Hat tip to Lisa Graas for linking to one of the most mind-boggling blog posts I’ve seen in a good long while. It seems Chris Cillizza, in an overview of the 2012 GOP field, hurled an absolutely unfathomable insult at Sarah Palin: he called her a…a…social conservative!

While Palin has spoken forcefully against President Obama’s fiscal policies, her rise to prominence has largely been built on very strong support among social conservatives.

Doug Brady at Conservatives4Palin is very, very upset about this:

This simply makes no sense. Just because the Lamestream Media concocted a phony “Sarah Palin is a religious fanatic who thinks dinosaurs roamed the earth just last week” narrative the moment McCain selected her doesn’t make it so, and Tea Partiers know this (unlike, evidently, Washington Post pundits). Indeed her entire political career has been based on fiscal, not social, conservatism. To be sure, she is personally a social conservative, but that did not figure prominently, if at all, in any of her political decisions.

The issue, then, isn’t that Cillizza insulted Palin, but that he innocuously identified her as something Brady considers contemptible. To normal people, “social conservative” denotes a handful of political views, chief among them opposition to abortion and gay marriage. But when Brady hears it, his mind immediately jumps to “religious fanatic who thinks dinosaurs roamed the earth just last week.”
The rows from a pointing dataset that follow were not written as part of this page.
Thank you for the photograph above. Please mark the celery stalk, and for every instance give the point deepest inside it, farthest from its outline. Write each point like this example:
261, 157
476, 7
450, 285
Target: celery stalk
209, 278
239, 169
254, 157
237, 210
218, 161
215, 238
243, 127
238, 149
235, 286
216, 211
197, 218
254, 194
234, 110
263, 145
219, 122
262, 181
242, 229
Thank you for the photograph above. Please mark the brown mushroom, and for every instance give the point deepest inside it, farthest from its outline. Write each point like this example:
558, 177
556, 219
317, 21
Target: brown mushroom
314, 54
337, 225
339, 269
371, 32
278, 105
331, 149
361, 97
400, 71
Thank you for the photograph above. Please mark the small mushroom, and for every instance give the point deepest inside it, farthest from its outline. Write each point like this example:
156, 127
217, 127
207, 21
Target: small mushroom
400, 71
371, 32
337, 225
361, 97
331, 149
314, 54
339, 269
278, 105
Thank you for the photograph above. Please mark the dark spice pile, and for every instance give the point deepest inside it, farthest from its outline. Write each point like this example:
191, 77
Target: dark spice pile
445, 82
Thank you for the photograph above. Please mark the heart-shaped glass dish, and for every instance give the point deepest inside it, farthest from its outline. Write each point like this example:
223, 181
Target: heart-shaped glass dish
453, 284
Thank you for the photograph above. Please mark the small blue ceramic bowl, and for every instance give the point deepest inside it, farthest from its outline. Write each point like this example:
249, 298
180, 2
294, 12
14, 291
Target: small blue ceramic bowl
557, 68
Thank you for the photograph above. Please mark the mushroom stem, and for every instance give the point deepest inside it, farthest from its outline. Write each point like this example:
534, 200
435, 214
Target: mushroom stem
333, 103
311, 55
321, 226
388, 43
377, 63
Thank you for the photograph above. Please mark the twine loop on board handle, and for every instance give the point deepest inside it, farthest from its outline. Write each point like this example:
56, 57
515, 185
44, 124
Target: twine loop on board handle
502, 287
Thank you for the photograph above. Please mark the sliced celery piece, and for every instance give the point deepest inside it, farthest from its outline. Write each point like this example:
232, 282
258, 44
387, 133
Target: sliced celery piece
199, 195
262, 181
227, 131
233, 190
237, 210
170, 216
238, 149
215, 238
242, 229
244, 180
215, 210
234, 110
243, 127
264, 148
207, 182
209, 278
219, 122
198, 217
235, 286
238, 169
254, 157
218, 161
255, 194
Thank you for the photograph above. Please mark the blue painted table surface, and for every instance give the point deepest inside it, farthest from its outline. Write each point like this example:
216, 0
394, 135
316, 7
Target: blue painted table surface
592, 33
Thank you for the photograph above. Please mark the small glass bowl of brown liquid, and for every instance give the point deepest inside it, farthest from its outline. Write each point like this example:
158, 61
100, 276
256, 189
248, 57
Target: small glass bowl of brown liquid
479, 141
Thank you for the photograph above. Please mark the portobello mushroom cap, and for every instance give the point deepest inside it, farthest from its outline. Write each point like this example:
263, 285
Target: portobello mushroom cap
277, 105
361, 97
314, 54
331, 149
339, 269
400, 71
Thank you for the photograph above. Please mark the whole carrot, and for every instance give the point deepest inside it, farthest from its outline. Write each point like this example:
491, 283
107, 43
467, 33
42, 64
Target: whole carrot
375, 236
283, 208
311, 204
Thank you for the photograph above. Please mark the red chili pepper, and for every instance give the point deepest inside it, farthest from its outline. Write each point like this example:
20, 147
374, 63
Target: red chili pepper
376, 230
If you wanna argue Palin’s tenure as Alaska governor was defined by fiscal matters, fine. If you wanna argue she’s devoted the bulk of her commentary since then to small government and economics, fine. But make no mistake, Palin is indeed a social conservative (the “normal people” variety, not the “religious fanatic” one). Palin’s always embraced the pro-life movement, with many of her fans inspired by her choosing life for baby Trig, despite his Down Syndrome. She supports the Federal Marriage Amendment. And she’s freaked out leftists with her discussion of the Founders’ faith in God.

Anecdotally, I have attended several Tea Party events. Everyone I have spoken to has the highest regard for Governor Palin…due to her fiscal conservatism. In fact, none of the Palin supporters I know (and there are many), including myself, could be characterized as social conservatives. Her appeal is to libertarian leaning fiscal conservatives because that is how she has governed.

Wait a minute. Is this guy – a die-hard supporter Sarah Palin – really claiming not to have ever encountered pro-lifers or marriage defenders among her supporters? Really? Under what scenario is this plausible? In what universe is this tool not lying?

This is simply bizarre – Doug Brady opposes Palin on social issues, yet defends her from an imaginary attack as if they’re on the same page. Is he such a diehard Palin fan that he simply can’t accept that his heroine parts ways with him on anything significant?

I like Sarah Palin, but clowns like this don’t do her any favors. Cults of personality aren’t healthy, no matter who they coalesce around.